F. Andrew Hessick
University of North Carolina (UNC) at Chapel Hill - School of Law
March 8, 2011
Northwestern University Law Review, Forthcoming
Federal courts have long recognized their power under Article III to award prospective relief such as an injunction to prevent a threatened injury. But the Supreme Court has refused to recognize Article III standing to bring all claims of threatened injury. Instead, based on the concern that extending standing so broadly would threaten the separation of powers, the Court has held that a plaintiff has standing to challenge a threatened injury only if the risk of harm is real and the threatened harm is imminent. This Article challenges that doctrine. It argues that Article III does not create a threshold of risk for potential harms. Contrary to the Court’s view, imposing such a threshold actually undermines the powers of both the courts and Congress.
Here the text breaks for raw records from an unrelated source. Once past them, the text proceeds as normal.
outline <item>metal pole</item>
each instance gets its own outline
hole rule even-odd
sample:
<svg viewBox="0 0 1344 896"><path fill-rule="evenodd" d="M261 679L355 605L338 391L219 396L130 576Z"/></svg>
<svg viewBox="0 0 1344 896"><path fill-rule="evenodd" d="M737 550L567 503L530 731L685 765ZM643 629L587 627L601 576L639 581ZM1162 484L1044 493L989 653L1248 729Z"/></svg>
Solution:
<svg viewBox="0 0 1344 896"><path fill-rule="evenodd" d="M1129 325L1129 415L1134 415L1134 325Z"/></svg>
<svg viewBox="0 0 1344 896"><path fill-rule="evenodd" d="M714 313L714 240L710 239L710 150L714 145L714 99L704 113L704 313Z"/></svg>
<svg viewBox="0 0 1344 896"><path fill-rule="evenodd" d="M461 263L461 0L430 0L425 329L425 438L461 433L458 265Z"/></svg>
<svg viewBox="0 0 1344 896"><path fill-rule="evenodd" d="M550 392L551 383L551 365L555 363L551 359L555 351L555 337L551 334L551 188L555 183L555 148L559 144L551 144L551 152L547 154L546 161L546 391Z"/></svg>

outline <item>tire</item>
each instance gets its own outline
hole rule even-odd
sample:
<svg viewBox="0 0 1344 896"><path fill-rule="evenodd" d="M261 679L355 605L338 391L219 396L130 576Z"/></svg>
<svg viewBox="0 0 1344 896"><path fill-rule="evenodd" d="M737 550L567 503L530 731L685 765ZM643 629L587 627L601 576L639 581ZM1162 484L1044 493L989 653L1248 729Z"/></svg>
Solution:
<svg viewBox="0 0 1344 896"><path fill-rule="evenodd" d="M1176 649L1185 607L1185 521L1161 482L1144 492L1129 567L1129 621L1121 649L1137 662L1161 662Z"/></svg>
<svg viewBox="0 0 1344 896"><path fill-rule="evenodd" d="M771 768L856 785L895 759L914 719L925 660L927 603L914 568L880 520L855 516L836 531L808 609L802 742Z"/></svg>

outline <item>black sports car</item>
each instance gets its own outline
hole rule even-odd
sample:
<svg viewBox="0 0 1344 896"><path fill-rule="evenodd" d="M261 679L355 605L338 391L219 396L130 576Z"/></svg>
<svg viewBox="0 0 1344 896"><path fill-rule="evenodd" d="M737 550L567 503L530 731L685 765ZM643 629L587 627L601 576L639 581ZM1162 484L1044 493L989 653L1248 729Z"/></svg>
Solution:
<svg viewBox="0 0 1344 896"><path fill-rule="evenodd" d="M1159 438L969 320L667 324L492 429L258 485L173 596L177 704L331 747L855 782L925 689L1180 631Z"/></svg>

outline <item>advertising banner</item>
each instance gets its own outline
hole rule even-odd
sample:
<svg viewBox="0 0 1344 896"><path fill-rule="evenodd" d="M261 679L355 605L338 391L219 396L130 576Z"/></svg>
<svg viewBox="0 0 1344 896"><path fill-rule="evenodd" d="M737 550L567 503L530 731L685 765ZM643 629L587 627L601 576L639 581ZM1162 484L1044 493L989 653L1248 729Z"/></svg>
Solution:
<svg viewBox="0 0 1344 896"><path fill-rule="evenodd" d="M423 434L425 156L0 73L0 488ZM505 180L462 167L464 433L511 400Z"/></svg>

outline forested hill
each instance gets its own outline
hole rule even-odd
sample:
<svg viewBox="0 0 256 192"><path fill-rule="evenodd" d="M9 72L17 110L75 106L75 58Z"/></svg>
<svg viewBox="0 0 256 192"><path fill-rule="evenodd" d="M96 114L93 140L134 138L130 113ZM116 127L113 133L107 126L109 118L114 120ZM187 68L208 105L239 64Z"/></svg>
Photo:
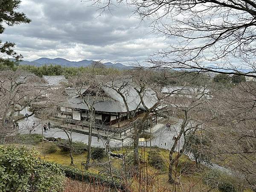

It also results in incoherent and unpredictable decisions, because difficulties in applying the doctrine lead to courts basing their decisions not on the actual likelihood of injury, but instead on other considerations such as separation of powers and the fitness of the case for review. Nevertheless, recognizing that there may be reasons not to adjudicate particular claims alleging small risks of harm, the paper recommends that courts develop a prudential doctrine under which they may abstain from hearing such claims. Replacing the blanket prohibition on all low risk claims with this prudential approach would produce a more coherent body of law, and would promote both transparency and better decision-making by requiring courts to articulate the actual reasons for their decisions.